Profile Image for Julie Barquero.
163 reviews4 followers
December 22, 2023
I don't think this is bad. It's just not "my kind" of poetry.
What I enjoyed the most was the final essay.
Profile Image for Blair.
Author 2 books49 followers
January 15, 2024
Poems that are both Sylvia Plath AND Ted Hughes in sensibility but uniquely their own at the same time. Compelling.
Profile Image for Anna.
486 reviews1 follower
March 16, 2025
Translation felt off. Probably better in original language.
Profile Image for Peacefulbookery.
587 reviews
July 25, 2025
Hyesoon's writing isn't comforting - she tests the limits of literature to express human vulnerability.
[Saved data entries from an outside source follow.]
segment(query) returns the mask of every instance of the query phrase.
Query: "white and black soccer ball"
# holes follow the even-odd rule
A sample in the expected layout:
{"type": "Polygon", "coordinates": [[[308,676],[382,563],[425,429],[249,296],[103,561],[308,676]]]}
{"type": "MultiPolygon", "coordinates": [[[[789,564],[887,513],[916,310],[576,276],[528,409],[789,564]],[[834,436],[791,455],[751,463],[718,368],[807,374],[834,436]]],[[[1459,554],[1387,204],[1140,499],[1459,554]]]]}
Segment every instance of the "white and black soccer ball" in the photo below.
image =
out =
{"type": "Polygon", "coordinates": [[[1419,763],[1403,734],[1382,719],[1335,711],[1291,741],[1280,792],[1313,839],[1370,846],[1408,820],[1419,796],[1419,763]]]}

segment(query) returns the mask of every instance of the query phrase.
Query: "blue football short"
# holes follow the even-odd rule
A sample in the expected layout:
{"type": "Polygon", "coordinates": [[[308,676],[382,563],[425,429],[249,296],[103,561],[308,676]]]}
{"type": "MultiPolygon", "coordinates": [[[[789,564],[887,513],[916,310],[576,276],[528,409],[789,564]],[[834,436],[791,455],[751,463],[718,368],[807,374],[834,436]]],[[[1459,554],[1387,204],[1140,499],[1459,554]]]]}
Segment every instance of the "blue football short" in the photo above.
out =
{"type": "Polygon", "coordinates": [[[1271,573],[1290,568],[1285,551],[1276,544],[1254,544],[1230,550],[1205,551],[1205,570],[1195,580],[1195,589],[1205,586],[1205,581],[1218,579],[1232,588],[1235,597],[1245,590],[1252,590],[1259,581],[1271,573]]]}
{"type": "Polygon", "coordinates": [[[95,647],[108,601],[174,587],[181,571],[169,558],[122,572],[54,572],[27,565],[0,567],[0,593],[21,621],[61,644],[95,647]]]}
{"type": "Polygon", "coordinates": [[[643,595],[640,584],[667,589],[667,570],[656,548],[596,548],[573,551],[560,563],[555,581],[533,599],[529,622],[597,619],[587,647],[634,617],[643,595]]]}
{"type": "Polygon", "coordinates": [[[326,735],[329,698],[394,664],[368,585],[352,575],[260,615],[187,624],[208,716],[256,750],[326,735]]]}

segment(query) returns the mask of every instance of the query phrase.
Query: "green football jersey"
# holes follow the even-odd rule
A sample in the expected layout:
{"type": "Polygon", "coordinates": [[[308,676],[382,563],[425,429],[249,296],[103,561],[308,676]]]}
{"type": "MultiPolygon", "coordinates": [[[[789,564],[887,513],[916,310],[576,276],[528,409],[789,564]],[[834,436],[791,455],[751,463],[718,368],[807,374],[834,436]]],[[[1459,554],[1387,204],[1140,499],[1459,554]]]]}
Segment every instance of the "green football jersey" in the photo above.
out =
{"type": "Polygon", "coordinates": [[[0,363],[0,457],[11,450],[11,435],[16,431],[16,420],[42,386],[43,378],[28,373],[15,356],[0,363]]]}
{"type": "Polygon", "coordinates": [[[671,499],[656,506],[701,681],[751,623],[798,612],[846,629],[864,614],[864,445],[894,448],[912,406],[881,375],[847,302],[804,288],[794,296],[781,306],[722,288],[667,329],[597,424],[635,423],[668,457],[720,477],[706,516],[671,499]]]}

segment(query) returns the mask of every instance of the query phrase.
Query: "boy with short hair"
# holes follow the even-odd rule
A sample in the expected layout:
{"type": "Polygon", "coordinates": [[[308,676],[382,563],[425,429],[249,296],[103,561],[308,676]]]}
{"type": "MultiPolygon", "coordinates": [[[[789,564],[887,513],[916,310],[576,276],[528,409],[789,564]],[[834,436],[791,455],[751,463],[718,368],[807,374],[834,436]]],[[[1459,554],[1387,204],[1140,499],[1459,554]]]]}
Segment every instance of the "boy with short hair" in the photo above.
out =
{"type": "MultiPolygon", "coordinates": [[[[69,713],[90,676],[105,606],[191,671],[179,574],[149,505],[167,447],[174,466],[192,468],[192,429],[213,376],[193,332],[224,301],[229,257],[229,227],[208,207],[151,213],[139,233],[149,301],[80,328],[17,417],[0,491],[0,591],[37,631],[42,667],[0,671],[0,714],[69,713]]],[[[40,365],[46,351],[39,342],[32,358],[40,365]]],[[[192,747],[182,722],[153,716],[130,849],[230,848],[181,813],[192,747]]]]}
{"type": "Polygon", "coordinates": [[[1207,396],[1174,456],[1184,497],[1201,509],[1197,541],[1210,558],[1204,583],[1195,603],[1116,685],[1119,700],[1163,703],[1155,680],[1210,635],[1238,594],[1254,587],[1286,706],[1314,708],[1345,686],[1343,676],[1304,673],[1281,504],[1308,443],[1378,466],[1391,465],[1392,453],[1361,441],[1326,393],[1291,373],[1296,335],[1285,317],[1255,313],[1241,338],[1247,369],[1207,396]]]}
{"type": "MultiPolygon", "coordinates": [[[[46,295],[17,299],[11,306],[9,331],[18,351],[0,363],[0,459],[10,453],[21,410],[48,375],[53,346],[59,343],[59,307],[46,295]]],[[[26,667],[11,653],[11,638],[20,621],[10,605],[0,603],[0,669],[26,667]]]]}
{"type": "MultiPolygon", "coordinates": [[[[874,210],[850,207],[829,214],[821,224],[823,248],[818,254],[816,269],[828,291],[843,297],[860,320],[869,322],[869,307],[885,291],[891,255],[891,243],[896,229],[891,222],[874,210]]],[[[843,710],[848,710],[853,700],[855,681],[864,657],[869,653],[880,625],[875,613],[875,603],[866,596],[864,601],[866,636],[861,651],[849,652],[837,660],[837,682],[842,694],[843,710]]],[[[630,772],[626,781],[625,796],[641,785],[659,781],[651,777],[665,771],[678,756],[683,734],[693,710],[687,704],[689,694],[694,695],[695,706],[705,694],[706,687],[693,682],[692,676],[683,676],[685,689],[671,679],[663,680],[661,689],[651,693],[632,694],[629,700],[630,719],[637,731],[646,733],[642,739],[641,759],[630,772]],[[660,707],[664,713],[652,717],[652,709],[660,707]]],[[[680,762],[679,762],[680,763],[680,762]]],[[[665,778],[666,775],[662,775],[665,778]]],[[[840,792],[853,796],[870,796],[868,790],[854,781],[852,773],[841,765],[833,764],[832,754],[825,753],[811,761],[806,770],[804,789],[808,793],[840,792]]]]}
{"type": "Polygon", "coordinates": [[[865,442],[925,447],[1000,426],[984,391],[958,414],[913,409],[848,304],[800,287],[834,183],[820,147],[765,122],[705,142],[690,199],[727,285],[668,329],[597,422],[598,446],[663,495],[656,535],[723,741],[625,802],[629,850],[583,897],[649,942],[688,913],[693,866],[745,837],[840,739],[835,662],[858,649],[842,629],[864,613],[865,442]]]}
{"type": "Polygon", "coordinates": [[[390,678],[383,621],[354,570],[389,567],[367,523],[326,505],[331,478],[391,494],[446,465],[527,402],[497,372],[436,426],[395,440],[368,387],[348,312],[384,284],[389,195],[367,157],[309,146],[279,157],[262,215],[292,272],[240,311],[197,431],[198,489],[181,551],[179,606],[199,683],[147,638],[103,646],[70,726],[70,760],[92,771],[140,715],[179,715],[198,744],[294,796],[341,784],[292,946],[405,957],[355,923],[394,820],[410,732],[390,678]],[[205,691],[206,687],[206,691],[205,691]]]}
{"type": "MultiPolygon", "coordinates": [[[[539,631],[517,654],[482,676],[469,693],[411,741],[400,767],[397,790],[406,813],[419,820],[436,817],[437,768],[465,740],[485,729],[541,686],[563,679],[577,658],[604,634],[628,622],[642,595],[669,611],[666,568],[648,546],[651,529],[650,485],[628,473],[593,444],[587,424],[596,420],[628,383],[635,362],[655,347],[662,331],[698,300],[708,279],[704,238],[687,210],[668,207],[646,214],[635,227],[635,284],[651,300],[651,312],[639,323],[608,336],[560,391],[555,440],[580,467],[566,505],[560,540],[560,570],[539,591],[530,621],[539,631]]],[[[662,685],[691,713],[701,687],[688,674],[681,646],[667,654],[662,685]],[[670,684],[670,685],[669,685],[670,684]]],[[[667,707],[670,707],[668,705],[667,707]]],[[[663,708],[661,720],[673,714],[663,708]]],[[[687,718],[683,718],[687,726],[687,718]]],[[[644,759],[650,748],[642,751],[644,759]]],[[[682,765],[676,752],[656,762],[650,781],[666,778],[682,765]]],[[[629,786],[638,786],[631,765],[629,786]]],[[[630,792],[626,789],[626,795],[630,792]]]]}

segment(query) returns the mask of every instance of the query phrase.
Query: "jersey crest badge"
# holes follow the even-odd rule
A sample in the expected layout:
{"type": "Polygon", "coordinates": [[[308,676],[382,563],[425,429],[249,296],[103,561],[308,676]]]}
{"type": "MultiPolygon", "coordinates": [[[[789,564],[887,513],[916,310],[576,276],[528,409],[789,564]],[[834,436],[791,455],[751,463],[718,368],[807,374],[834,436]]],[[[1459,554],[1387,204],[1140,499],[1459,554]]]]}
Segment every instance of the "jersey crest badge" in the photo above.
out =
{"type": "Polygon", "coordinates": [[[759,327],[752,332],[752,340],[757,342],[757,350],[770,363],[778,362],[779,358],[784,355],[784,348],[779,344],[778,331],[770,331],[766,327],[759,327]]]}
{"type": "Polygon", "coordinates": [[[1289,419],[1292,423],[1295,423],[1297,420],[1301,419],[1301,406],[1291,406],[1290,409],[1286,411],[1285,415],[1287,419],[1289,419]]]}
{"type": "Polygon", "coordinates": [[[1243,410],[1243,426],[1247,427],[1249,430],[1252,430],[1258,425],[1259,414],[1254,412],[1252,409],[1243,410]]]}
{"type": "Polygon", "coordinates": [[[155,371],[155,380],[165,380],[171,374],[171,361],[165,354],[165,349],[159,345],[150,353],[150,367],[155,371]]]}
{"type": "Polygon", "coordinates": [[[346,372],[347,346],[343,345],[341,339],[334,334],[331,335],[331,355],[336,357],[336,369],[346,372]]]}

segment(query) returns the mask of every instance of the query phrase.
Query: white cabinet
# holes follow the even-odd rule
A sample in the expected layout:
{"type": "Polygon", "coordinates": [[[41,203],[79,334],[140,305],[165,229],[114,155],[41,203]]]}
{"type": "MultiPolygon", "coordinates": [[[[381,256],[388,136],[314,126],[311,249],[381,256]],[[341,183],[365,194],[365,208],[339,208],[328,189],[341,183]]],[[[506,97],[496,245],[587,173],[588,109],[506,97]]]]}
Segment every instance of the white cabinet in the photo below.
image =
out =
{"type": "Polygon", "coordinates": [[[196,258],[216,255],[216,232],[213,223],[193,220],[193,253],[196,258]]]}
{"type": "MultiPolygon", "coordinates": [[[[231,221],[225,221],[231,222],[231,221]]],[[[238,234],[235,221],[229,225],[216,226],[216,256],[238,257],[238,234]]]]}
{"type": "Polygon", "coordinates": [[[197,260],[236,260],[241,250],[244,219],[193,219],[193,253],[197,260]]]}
Her works are perceptive and powerful because of her unsentimental approach.
Profile Image for Valeria Luna.
9 reviews
December 10, 2025
I’ll admit I don’t think I was ready for some of these poems, but I can acknowledge Kim Hyesoon’s incredible mind and writing. Her poetry feels so raw and unique to me, and I want to understand her.
Profile Image for michelle.
136 reviews18 followers
January 7, 2025
For the most part I didn’t find this as confusing as many of the other reviewers here seemed to—but I am also Korean and Korean is technically my first language so I guess I have more context for this sort of thing. I was a little lost towards the end, but I didn’t find that to impede my enjoyment of the text at all. Translating this seems like it was crazy. The original text seems like it was crazy. I thought it was wonderful. Made me want to brush up on my Korean specifically so I could read this in the original text.